= Artists for a New South Africa =

Charitable organization based in the US

Artists for a New South Africa (ANSA), founded as Artists for a Free South Africa (AFSA) in 1989, was a charitable organization based in Los Angeles, California. Founded by a group of Hollywood actors and other creatives, it started out as an awareness-raising and anti-apartheid advocacy organization, before changed its name and focus in 1994 when the first democratic elections were held in South Africa. It turned to fundraising and providing healthcare for children and others affected by the HIV/AIDS epidemic in South Africa. It wound up around the time of the death of Nelson Mandela at the end of 2013.

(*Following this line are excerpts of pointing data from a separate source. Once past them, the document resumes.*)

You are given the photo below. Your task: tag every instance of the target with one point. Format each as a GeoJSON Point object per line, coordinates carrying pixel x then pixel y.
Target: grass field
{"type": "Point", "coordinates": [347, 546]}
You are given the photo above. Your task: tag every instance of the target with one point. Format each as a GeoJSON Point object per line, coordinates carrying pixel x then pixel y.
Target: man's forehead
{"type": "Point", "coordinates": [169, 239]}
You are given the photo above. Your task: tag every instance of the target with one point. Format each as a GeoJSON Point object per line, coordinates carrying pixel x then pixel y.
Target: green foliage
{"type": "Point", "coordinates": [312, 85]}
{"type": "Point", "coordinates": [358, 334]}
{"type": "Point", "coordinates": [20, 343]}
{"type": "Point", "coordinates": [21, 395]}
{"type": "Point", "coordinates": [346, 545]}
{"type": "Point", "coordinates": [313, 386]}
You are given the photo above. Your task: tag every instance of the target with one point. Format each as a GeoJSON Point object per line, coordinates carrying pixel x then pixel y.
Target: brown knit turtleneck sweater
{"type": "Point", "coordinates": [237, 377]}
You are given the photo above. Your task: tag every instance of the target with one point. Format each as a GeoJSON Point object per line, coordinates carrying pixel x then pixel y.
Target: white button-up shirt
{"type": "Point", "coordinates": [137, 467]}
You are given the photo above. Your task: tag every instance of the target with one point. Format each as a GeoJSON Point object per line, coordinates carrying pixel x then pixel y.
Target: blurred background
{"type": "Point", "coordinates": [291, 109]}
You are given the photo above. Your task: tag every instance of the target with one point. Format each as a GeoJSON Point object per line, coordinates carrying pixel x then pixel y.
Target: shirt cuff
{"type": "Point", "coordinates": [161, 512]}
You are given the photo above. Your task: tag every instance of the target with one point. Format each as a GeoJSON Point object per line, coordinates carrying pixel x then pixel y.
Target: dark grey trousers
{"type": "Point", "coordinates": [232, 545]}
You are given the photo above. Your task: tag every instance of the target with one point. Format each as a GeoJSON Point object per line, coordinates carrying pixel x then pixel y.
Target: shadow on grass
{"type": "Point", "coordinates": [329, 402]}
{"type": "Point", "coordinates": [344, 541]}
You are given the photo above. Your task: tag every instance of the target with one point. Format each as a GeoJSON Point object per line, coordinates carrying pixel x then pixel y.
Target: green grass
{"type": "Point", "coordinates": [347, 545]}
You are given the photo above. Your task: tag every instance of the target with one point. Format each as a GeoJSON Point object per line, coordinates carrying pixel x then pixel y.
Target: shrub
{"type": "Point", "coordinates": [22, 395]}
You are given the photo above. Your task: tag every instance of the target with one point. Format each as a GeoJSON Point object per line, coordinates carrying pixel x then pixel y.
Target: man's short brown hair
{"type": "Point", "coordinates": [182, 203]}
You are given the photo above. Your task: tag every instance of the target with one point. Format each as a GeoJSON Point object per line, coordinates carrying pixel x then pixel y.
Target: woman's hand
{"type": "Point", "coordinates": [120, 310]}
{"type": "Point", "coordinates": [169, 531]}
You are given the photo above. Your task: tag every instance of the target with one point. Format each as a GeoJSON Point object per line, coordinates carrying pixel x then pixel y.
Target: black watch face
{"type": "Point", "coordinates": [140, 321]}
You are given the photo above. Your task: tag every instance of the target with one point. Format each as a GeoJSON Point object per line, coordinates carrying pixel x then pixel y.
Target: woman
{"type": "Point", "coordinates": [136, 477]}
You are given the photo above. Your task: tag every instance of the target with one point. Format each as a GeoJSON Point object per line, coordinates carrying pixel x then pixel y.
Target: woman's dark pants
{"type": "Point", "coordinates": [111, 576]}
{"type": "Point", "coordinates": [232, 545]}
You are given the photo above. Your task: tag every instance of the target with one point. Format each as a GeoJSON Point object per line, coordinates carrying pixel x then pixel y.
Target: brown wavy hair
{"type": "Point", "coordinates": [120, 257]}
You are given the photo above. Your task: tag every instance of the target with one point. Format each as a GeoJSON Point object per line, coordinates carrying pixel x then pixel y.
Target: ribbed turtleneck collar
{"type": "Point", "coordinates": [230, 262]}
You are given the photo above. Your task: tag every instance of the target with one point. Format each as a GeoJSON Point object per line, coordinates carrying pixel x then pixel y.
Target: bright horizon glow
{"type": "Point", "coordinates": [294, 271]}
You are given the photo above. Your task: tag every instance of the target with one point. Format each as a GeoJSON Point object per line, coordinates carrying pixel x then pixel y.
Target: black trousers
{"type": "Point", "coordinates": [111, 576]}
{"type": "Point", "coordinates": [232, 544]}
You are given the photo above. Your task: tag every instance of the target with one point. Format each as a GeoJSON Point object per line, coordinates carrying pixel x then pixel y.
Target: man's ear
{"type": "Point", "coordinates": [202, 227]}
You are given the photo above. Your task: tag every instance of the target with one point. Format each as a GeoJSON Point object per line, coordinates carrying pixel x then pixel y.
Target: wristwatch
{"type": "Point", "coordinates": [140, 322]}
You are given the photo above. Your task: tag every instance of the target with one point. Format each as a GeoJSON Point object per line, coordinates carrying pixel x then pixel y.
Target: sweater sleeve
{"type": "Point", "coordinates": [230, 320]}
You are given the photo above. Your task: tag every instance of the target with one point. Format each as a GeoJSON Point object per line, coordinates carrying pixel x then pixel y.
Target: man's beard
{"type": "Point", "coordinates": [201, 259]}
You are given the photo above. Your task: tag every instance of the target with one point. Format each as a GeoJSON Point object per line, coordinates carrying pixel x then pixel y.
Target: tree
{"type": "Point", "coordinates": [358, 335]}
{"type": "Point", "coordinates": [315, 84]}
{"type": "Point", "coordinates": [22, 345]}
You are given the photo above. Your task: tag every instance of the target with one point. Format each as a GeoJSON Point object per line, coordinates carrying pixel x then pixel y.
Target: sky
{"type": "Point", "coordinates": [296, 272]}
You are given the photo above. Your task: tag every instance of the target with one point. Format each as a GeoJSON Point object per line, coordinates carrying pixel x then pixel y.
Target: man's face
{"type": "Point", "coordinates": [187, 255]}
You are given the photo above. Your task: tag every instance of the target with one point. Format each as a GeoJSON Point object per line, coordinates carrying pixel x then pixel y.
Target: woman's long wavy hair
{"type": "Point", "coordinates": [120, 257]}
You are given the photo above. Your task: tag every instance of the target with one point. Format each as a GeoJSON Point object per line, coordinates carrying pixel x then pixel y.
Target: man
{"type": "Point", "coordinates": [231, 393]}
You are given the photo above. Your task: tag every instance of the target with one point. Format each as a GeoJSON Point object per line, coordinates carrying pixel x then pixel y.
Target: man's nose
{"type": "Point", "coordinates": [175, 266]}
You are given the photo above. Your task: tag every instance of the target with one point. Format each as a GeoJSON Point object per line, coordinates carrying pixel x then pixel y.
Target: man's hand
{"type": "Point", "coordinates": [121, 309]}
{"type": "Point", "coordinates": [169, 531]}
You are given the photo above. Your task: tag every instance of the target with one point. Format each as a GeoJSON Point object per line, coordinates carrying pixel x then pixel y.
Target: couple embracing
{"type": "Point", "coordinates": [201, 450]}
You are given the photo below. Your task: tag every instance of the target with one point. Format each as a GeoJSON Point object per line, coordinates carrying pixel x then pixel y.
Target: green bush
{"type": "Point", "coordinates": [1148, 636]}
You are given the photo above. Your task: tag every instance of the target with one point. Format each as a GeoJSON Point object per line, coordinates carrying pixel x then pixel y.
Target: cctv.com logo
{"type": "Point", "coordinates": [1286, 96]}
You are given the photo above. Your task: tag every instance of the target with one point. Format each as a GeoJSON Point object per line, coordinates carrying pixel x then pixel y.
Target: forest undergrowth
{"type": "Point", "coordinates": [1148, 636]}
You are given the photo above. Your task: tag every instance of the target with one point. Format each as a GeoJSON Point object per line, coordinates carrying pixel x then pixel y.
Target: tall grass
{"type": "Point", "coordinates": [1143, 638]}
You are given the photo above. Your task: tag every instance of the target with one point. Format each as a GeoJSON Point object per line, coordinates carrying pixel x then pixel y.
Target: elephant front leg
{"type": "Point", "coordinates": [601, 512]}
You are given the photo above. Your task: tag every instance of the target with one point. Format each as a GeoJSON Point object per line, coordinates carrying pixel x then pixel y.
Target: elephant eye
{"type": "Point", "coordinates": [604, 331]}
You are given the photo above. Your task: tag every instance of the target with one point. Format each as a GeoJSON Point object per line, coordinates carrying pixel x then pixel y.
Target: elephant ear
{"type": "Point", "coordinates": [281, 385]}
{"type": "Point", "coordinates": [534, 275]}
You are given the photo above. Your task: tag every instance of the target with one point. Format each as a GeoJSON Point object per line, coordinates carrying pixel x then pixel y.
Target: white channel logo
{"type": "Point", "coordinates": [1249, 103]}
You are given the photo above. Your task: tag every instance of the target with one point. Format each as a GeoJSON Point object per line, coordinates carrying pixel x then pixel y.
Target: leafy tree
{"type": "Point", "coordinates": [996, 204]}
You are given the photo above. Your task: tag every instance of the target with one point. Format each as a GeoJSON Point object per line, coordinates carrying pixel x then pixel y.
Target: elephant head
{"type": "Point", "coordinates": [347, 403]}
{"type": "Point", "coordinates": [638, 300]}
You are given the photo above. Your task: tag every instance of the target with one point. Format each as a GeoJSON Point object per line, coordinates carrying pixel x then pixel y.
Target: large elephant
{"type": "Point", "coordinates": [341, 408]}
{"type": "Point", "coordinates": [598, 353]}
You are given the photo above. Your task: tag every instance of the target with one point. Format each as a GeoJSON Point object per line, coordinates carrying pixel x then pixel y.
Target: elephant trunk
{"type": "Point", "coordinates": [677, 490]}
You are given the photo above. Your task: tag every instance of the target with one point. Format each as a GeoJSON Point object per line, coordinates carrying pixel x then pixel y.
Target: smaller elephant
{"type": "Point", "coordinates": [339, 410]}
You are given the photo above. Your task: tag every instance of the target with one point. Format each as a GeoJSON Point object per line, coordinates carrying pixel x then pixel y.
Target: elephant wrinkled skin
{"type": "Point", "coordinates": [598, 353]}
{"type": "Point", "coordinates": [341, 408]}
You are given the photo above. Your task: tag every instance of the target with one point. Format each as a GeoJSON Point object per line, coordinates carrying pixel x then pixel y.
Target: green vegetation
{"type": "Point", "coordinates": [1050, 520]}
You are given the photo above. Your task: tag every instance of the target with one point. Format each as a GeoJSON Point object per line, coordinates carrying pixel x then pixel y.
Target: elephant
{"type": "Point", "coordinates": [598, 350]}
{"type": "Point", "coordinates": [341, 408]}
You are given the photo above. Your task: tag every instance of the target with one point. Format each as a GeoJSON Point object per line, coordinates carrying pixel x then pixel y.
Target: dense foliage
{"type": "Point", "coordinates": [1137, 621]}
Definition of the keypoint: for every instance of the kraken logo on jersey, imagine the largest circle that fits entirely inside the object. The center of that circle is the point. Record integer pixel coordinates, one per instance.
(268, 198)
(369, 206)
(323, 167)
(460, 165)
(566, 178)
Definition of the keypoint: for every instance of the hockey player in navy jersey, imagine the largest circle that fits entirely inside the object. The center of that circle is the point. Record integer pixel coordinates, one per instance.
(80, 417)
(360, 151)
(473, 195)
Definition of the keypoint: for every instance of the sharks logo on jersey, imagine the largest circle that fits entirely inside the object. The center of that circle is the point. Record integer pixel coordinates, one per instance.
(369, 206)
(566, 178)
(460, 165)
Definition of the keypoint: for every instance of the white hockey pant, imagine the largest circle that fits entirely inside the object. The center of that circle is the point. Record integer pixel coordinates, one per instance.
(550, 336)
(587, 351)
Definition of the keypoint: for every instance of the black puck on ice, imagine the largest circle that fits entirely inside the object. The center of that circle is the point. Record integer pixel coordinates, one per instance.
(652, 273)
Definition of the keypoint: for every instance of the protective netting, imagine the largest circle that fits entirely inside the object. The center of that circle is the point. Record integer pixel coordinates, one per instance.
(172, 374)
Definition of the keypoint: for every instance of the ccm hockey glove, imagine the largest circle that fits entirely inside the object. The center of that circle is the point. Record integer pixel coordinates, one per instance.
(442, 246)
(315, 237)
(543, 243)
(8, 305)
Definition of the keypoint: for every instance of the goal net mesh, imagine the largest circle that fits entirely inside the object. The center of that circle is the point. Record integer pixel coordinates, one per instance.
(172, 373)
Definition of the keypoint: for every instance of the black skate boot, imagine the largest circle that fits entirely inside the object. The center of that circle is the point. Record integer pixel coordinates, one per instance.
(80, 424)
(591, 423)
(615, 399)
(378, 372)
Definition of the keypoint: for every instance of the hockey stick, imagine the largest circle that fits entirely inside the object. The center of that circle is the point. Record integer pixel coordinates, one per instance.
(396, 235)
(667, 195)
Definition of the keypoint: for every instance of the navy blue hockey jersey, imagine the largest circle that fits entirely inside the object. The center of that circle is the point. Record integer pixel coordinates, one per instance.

In 2003, the Amandla AIDS Fund (AAF) was established by ANSA, with a $2.5 million donation from Carlos and Deborah Santana.

==History==
Artists for a Free South Africa AFSA was founded in 1989 in Los Angeles by the American actors Alfre Woodard, Danny Glover, Blair Underwood, CCH Pounder, Mary Steenburgen, Robert and Donna Brown Guillaume, and writer Roderick Spencer (husband of Woodard), along with other creatives. AFSA was created in response to calls by South African anti-apartheid leaders for increased support from the international community, as well as American and South African grassroots supporters and organizers, realizing how public attention could be galvanized by artists and the arts. ANSA encouraged the entertainment industry to increase pressure on the apartheid government of South Africa by means of cultural boycotts, economic sanctions, and international campaigns.

AFSA put on events and programs to educate people about the apartheid regime and its effect on Black South Africans, and organized and supported national and international campaigns. AFSA members gave press conferences, wrote op-eds, lobbied, and joined protests to advocate for the release of political prisoners and the protection of human rights in South Africa, raising public awareness and support. In 1990, after Nelson Mandela was released from prison and went on his first U.S. tour, AFSA co-coordinated a Los Angeles fundraising dinner for the Nelson Mandela Freedom Fund.

In 1994, after South Africa's first democratic election, the organization was renamed Artists for a New South Africa (ANSA). Its focus changed to providing healthcare and support for HIV/AIDS orphans and other vulnerable children in South Africa.

In 2003, the Amandla AIDS Fund (AAF) was established by ANSA, with a $2.5 million donation from Carlos and Deborah Santana, which represented the entire net proceeds of the 2003 U.S. Summer Santana Shaman tour. Former anti-apartheid activist, and later politician in the new South Africa, Barbara Hogan, became a member of the advisory board of the AAF.

From 2005, ANSA provided ongoing comprehensive care and services to thousands of children in South Africa. The board decided in 2012 to start winding down operations, closing its external offices in July 2013. It worked on preserving records of the history of the anti-apartheid movement and its leaders, as well as maintaining an archive of ANSA's history.

For Nelson Mandela's 95th birthday (18 July 2013), the organization provided historic photos and footage, interviewed key representatives and supporters, including Jurnee Smollett and Harry Belafonte, to produce a documentary film Mandela: Freedom's Father, which aired on US cable network Black Entertainment Television (BET) on his birthday. As his death approached (December 2013), ANSA responded to media requests for information and interviews from many outlets, including CNN, NPR, BET, Al Jazeera America, the South African Broadcasting Corporation, and others.

ANSA arranged an interview with Bishop Desmond Tutu for, and narration by, Alfre Woodard (who also served as co-executive producer) for the Peabody Award-winning documentary Soft Vengeance: Albie Sachs and the New South Africa. The film, directed by Abby Ginzberg and released in 2014, was about anti-apartheid activist Albie Sachs, who lost an arm in an assassination attempt in 1988. ANSA continued to provide news and information about South Africa, HIV/AIDS, and various social justice issues.

ANSA worked with the Ahmed Kathrada Foundation to create a new work about Ahmed Kathrada and Robben Island. In 2009 it produced an audiobook titled Nelson Mandela's Favorite African Folktales, featuring the voices of Hugh Jackman, Helen Mirren, Desmond Tutu, Alan Rickman, Scarlett Johansson, Whoopi Goldberg, Charlize Theron, Matt Damon, and many others, to raise funds for AIDS orphans as well as educating listeners worldwide about African culture. All proceeds raised from the initial release of the audiobook were donated to the Nelson Mandela Children's Fund and the AIDS Foundation of South Africa.